Meu primeiro passeio como mulher

Traduzido de The Weimar Project

O dia foi inesquecível para mim, a primeira vez que caminhei na rua como uma mulher. Há muito tempo eu desejava isso, mas vivenciava apenas nos meus sonhos secretos. Eu tinha encontrado uma boa amiga a quem pude revelar o que havia adormecido dentro de mim como um segredo cuidadosamente guardado desde a infância. E, com uma amorosa compreensão, ela ficou feliz em me ajudar a realizar os meus desejos mais íntimos.

Não foi preciso muita preparação, já que eu estava acostumada a usar roupas femininas elegantes por baixo das roupas de homem, além de que, sempre que surgia uma oportunidade, eu trocava a máscara masculina forçada pelo meu rosto verdadeiro, de mulher, e eu estava acostumada a vestir roupas femininas e joias em casa. Fora que, minha figura com quadris acentuados, a cintura fina, a linha delicada das costas, os ombros estreitos e inclinados e o busto feminino, combinava mais com roupas femininas do que com um terno.

Eu precisava de algumas aulas particulares de uma mulher experiente para completar a imagem externa de uma dama em roupas de passeio. O chapéu lançava sombras suaves sobre o rosto velado, que tinha apenas um leve toque de pó, um pouco de delineador quase imperceptível e um traço de blush. O cabelo loiro discreto, que se misturava ao meu cabelo encaracolado na testa, fluía em ondas pesadas sobre as orelhas adornadas com pérolas finas e se mantinha amarrado em um coque cheio na nuca.
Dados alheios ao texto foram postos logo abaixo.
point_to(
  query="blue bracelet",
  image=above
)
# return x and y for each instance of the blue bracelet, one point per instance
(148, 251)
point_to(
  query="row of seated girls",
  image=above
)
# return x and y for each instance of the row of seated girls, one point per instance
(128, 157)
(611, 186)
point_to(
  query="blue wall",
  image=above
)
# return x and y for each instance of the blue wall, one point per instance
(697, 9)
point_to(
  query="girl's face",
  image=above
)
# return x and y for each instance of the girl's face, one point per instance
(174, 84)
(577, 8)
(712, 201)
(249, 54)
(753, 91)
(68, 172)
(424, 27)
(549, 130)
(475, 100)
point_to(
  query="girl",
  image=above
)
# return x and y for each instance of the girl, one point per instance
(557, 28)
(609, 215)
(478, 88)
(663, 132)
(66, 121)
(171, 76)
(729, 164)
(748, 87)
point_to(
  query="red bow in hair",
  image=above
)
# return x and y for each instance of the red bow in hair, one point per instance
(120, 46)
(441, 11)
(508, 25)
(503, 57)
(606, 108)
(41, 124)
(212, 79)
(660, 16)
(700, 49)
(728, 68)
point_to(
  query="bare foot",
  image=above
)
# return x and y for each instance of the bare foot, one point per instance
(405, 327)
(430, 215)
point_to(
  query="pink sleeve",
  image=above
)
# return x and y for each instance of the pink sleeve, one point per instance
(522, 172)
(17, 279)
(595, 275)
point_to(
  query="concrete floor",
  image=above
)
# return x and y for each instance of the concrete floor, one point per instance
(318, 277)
A blusa de gola alta foi decorada com um fecho delicado. O vestido escuro de alfaiataria caía maravilhosamente bem, do qual a mão, meio envolta em renda, parecia estreita e pequena na luva branca. O guarda-chuva descansou em meu braço como um bom amigo. Um perfume discreto e o tilintar suave das pulseiras completavam o quadro, que era de elegância discreta. Senti tudo isso ao passar pelas crianças brincando na escada da elegante casa onde acabara de ocorrer a transformação.

Uma última hesitação tomou conta de mim quando cruzei a soleira da casa, mas a segurança da minha amiga a afastou. Naturalmente, caminhamos pelas ruas noturnas com suas luzes coloridas. Oh, como fiquei feliz! Quanto alívio eu senti! Como o ritmo do caminhar feminino voou pelos meus membros! Tudo era ternura, delicadeza e alegria. Foi uma bênção, pela primeira vez, livrar-me da máscara e apresentar meu verdadeiro eu diante de olhos humanos.